Legends is being developed in phases by RED Development.
“The art, the fountains, that is all public property and belongs to the city,” Mayberry said.
The Sparks Redevelopment Agency agreed to purchase the assets and help the Legends developer without a unanimous vote. Agency members Julia Ratti and Mike Carrigan voiced their opposition.
Ratti said that as the funding would do nothing to benefit an increasingly dormant downtown Victorian Square, she would not be voting for its approval. The vote also changed the city’s development agreement with RED, a move with which Ratti also disagreed.

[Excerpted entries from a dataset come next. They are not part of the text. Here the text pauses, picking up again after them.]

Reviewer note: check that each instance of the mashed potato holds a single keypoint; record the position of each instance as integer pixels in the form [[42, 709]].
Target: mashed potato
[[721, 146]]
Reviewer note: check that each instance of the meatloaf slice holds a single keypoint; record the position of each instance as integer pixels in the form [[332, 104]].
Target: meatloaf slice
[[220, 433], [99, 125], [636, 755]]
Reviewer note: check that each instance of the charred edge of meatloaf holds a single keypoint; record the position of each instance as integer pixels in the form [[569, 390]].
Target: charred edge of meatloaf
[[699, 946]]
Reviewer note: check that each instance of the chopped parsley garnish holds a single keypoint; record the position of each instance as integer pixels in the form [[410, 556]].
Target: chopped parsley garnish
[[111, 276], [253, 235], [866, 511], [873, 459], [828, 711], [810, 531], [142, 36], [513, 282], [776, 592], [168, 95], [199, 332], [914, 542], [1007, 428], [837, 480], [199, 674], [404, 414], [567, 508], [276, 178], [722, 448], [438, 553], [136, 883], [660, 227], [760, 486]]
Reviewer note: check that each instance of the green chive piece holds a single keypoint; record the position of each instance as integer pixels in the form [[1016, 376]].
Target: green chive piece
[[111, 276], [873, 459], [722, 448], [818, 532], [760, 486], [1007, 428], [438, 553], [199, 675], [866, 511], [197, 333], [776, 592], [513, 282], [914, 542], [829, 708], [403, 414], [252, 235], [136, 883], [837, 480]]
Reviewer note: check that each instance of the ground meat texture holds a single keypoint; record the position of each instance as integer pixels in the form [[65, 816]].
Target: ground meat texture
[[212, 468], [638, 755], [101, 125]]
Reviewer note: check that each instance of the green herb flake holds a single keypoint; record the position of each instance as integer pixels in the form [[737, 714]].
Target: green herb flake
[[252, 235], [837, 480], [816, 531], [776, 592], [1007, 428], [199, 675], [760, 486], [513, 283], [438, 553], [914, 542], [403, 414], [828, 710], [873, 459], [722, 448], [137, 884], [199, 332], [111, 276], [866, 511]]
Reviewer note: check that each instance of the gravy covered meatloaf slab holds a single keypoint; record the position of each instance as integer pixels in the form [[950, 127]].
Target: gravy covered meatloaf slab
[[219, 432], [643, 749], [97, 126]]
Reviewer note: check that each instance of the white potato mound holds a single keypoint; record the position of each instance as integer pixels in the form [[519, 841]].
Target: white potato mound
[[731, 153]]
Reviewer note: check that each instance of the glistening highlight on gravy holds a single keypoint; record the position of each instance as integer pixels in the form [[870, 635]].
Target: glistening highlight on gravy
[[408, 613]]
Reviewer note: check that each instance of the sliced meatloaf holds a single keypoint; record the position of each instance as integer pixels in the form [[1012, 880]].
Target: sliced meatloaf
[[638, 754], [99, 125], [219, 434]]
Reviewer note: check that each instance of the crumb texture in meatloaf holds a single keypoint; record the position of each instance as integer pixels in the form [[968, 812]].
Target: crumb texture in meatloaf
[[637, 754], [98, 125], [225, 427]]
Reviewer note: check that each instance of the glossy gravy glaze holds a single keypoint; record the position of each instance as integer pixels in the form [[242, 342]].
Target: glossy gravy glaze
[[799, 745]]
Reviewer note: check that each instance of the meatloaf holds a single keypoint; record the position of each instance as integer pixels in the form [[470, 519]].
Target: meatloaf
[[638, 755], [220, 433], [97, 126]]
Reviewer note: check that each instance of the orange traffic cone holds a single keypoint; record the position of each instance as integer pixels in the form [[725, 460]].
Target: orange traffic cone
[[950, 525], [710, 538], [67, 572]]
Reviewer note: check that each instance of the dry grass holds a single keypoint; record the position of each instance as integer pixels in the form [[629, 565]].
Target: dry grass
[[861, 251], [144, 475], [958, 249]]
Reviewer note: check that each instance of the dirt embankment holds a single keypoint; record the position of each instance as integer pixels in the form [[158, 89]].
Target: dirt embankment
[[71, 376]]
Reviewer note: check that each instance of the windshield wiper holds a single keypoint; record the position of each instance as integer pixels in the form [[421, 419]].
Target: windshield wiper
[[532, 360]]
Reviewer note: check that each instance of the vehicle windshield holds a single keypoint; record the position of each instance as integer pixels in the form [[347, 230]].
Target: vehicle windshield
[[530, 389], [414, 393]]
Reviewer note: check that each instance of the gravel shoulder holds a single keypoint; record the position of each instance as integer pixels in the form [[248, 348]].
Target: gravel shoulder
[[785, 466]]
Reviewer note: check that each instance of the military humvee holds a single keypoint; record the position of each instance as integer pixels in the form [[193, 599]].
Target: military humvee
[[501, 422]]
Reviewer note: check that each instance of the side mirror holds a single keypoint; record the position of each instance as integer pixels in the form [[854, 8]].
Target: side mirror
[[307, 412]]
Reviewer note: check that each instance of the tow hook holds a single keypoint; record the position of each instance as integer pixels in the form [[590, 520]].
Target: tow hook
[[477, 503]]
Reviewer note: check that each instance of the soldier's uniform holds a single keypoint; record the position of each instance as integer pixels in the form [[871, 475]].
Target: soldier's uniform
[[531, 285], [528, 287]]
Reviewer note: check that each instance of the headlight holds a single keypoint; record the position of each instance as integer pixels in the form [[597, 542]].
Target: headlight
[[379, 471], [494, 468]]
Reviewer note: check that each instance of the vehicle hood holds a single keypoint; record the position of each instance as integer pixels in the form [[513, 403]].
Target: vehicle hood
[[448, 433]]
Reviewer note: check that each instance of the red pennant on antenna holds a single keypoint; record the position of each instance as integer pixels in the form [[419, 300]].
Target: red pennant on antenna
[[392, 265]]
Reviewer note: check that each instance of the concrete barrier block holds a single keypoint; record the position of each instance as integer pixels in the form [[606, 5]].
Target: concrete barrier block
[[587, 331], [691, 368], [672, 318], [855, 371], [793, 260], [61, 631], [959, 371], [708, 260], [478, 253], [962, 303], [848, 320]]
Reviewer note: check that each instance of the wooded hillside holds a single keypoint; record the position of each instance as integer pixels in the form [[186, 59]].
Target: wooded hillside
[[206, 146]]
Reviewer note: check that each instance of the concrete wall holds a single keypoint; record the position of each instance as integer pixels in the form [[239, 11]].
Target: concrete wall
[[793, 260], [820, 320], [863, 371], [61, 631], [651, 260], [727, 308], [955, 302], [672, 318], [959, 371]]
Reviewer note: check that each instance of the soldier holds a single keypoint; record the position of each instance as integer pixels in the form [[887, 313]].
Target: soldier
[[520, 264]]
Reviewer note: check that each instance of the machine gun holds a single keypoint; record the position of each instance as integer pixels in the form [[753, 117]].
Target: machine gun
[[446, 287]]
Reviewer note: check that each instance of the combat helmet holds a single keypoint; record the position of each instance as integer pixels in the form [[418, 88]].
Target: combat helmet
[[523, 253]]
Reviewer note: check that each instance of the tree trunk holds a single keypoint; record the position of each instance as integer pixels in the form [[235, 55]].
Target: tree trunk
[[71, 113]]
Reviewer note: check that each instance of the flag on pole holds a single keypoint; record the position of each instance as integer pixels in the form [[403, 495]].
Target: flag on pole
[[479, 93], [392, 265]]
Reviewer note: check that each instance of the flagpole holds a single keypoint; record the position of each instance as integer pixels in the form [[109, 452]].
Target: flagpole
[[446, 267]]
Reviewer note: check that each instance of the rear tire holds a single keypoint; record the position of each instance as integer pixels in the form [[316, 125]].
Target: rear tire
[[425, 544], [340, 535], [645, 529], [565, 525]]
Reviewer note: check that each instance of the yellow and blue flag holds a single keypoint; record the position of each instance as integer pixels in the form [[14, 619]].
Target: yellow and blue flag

The city now owns five of the six pylon signs that line Interstate 80, just before the Sparks Boulevard exit. It also owns fountains, some sidewalks and art.
According to Sparks community development director Neil Krutz, the assets were acquired at the developer’s cost.
“It is not putting money in their pockets, if you will,” he told the redevelopment agency prior to its vote. “There is no markup here.”
He added that RED will be responsible for maintaining the public features, per the agreement.
According to Nevada Revised Statutes, the agency had to make two findings in order to approve the bonds and acquire the property.
First, the agency had to agree that the move would benefit the redevelopment area. Second, they needed to agree that there were no other reasonable means of financing available to make those benefits a reality.
Both findings were included in the motion of approval, made by Councilman Ron Smith and seconded by Councilman Ron Schmitt.
According to Mayberry, the purchase wasn’t unlike what the city did in Victorian Square.
“The city entered into something similar in the downtown Victorian Square area,” Mayberry said. “We own the parking garage … and other (right of way).”
The Legends project has taken advantage of millions in city bonding. The dominant mechanism was Sales Tax Anticipated Revenue, or STAR, bonds. The Oct. 26 approved agreement leverages Tax Increment Financing, or TIF, bonds. Both mechanisms bank on future gains in taxes to finance current needs.
According to an Oct. 6 report by city finance director Tom Minton, the TIF bonds are based on actual assessed value; hence, they were considered a safer financing bet.
The Oct. 6 report also stated that the bonds would not “increase the city’s pledge of support to the project and will reduce any future TIF obligations of the city.”
“I believe it is important to move forward with these bonds,” city manager Shaun Carey told the redevelopment agency on Oct. 26. “It encourages growth and development for a project in which we have a great investment.”